Il demeure que ces femmes travaillant dans l’industrie font face à un environnement qui peut être sexiste. À un point où elles vivent parfois du harcèlement. Entre autres, ces femmes vivent de la discrimination basée sur leur genre, se heurtent à des commentaires sexistes, ne sont pas considérées pour des promotions, etc. On peut penser notamment au cas de Riot Games, le studio derrière League of Legends. En effet, le studio a fait l’objet d’une enquête de Kotaku qui a mis en lumière la culture sexiste et de harcèlement qui régnait au sein de cette entreprise. À la suite de quoi, le directeur des opérations de Riot Games, Scott Gelb, a été suspendu pendant deux semaines. La compagnie avait reçu plusieurs plaintes de son comportement inapproprié autant auprès des femmes que des hommes employés par Riot Games

Exploiter la passion des travailleurs et travailleuses de l’industrie

Ces conditions de travail intenses sont justifiées par la passion qu’ont les travailleurs et travailleuses de l’industrie envers les jeux vidéo. En effet, la plupart sont avant tout des joueurs et joueuses, fans de jeux vidéo et dont la ferveur pour cette source de divertissement les a amenés à établir leur carrière. Ainsi, sur la base de cette passion, les travailleurs et travailleuses, qui désirent poursuivre une carrière dans l’industrie vidéoludique, sont prêts à accepter des conditions de travail plus intenses, en se disant qu’ils font ce qu’ils aiment. Bien évidemment, cette mentalité fait l’affaire de l’industrie qui profite justement de la passion de ses employés pour ne pas changer ces conditions de travail. 

La syndicalisation, une solution?

Toutefois, en réponse à ces problématiques liées à l’emploi, un mouvement syndical prend place peu à peu au sein de l’industrie vidéoludique. Au Canada, l’International Game Workers Unite rassemble de plus en plus de membres alors qu’au Royaume-Uni, la Game Workers Unite (GWU) a réussi à syndiquer les employés des studios de jeux. La GWU compte maintenant 19 sous-divisions en Amérique du Nord.

Aux problèmes des heures de travail excessives, de l’absence de compensations ou d’avantages, de contrats injustes et d’environnements de travail parfois toxiques, le mouvement syndical propose de réguler les heures, négocier des indemnités, se battre pour des clauses d’arbitrage et mettre en place de meilleures conditions de travail. 
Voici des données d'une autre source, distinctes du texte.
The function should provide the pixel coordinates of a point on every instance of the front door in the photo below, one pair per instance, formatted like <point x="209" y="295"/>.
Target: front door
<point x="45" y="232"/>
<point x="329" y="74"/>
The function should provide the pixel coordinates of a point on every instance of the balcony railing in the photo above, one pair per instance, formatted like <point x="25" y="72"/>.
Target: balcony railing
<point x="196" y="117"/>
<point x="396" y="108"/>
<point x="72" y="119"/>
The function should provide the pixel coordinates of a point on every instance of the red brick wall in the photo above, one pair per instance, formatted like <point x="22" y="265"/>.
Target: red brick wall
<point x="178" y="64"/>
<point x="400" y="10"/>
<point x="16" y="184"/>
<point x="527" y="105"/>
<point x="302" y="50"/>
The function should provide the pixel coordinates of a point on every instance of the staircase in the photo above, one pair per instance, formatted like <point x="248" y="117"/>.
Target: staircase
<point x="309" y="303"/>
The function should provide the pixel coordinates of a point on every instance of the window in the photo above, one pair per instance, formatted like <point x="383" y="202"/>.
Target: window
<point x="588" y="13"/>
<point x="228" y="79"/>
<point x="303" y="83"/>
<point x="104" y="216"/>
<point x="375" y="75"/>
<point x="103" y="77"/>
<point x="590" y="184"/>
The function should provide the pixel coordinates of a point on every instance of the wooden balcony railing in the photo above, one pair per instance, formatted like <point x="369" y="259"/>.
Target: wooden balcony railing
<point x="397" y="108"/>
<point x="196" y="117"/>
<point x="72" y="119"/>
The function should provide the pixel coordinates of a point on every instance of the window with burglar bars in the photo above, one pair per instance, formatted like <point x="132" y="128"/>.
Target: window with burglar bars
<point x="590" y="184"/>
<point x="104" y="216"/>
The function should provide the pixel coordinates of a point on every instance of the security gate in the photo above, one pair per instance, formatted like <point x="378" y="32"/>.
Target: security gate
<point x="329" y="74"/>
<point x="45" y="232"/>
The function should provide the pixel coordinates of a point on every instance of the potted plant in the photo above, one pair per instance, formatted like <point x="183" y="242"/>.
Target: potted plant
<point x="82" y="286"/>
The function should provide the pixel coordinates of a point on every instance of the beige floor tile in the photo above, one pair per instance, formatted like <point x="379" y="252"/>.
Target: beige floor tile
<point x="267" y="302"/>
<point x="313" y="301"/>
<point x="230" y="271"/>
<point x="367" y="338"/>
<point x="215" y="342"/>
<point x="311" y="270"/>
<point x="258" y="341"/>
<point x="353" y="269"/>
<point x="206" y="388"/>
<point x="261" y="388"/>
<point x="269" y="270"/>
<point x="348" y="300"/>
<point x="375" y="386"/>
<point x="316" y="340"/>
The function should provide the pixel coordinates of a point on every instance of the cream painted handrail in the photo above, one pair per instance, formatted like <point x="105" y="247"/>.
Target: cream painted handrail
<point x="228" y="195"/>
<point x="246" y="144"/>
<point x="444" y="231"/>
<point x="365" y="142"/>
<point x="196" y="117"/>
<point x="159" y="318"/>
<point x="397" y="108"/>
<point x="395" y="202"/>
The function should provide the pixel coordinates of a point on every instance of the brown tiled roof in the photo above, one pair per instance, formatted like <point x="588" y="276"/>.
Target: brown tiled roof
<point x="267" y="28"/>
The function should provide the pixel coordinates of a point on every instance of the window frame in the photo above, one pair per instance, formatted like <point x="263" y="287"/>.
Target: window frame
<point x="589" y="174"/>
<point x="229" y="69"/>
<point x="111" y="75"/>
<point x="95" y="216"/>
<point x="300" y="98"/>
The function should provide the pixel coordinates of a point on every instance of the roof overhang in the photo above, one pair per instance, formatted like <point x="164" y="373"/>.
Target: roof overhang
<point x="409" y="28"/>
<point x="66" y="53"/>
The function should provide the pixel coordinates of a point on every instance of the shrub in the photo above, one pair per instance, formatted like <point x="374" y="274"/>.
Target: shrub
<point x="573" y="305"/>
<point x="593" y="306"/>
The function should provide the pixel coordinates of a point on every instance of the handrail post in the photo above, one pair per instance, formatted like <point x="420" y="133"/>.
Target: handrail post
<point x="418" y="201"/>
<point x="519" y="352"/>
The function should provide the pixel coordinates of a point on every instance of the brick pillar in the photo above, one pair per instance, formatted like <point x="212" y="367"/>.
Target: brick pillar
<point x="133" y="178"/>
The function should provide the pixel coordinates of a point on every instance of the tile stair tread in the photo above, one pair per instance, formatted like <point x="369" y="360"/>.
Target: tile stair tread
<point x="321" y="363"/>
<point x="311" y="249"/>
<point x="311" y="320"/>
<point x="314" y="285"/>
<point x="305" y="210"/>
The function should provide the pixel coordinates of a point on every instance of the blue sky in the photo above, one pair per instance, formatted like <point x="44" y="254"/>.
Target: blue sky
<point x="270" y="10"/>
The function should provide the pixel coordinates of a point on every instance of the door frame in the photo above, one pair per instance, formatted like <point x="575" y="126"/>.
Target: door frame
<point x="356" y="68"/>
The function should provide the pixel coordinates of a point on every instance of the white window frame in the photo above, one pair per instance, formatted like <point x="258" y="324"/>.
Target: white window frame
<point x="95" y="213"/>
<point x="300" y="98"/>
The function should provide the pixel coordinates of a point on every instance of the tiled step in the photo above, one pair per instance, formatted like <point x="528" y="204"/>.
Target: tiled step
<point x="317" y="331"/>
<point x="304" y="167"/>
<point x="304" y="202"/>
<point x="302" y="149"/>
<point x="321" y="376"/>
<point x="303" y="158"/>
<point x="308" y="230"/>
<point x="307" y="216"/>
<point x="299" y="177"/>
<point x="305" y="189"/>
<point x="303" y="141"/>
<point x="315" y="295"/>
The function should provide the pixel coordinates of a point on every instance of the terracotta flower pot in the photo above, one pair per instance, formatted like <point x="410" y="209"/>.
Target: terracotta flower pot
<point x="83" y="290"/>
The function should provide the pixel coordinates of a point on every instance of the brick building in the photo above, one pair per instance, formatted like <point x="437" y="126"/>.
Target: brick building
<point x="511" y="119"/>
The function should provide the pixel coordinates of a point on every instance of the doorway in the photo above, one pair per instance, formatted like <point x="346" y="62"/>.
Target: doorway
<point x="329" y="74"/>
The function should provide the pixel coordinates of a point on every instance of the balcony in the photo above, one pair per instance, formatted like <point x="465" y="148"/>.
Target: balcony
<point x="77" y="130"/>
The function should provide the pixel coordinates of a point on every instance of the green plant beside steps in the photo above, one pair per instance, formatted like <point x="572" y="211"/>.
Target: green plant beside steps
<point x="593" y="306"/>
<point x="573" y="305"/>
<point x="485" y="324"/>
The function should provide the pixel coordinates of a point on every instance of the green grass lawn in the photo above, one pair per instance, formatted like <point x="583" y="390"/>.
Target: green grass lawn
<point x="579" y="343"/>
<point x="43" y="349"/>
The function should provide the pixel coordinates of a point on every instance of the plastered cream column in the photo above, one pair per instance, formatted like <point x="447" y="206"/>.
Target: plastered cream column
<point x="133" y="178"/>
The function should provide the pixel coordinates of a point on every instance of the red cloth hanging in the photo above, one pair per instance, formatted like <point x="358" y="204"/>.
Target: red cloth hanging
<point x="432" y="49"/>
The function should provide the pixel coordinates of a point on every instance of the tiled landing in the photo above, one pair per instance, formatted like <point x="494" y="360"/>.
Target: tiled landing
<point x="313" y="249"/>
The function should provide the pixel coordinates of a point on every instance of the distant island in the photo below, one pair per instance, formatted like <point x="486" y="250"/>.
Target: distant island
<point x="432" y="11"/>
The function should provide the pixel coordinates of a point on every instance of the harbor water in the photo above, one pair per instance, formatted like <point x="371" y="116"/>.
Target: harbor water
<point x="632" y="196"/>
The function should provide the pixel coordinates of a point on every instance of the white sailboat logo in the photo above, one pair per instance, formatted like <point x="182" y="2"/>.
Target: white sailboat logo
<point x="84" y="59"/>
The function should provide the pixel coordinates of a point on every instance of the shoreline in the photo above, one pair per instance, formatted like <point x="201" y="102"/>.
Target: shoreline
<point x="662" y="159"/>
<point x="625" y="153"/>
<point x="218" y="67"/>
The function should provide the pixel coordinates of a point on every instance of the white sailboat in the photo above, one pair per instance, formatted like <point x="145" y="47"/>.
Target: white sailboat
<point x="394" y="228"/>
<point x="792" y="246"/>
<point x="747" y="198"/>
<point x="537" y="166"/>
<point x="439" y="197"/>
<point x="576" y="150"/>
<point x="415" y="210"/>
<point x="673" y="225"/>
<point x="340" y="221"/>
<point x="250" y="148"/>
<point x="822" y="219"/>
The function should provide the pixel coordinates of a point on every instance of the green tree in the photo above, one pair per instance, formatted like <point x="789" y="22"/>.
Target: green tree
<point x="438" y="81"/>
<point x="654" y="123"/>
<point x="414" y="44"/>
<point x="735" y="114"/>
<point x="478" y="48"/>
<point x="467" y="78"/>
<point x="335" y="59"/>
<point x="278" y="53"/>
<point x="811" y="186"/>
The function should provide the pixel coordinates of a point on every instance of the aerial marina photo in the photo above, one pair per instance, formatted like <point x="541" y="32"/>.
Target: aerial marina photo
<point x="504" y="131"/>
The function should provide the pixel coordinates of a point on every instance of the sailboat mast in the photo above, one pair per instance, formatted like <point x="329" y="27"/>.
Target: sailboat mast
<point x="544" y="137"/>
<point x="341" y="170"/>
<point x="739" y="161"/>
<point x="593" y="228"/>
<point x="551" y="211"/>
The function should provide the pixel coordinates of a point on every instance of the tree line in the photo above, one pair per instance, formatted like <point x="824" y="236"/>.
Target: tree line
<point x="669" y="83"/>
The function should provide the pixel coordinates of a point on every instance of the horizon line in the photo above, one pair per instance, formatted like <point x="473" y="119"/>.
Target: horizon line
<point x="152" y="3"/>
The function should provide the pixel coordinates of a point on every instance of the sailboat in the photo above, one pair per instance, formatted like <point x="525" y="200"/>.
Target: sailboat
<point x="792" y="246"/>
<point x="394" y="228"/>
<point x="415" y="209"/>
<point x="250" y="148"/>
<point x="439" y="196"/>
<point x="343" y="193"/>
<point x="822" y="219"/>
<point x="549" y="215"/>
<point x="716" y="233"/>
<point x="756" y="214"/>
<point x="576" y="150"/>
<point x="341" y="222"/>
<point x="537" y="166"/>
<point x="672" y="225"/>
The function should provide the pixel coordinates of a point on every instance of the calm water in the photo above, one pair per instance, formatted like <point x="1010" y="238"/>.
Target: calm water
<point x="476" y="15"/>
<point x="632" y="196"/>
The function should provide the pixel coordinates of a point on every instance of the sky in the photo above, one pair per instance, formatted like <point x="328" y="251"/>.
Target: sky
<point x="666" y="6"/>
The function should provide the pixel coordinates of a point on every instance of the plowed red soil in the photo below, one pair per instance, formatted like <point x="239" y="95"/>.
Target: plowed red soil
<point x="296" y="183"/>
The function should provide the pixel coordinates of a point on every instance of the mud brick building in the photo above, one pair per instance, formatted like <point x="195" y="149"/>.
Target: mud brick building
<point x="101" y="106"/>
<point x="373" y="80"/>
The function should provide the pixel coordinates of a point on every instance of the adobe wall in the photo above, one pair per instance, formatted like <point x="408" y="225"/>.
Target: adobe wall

Pour l’instant, rien n’est encore acquis, mais il s’agit qu’une compagnie se syndique pour peut-être entraîner une vague déferlante et faire en sorte que les syndicats de travailleurs et travailleuses de l’industrie du jeu vidéo soient une norme et ainsi, améliorer leurs conditions et en faire un environnement de travail plus sain et sécuritaire.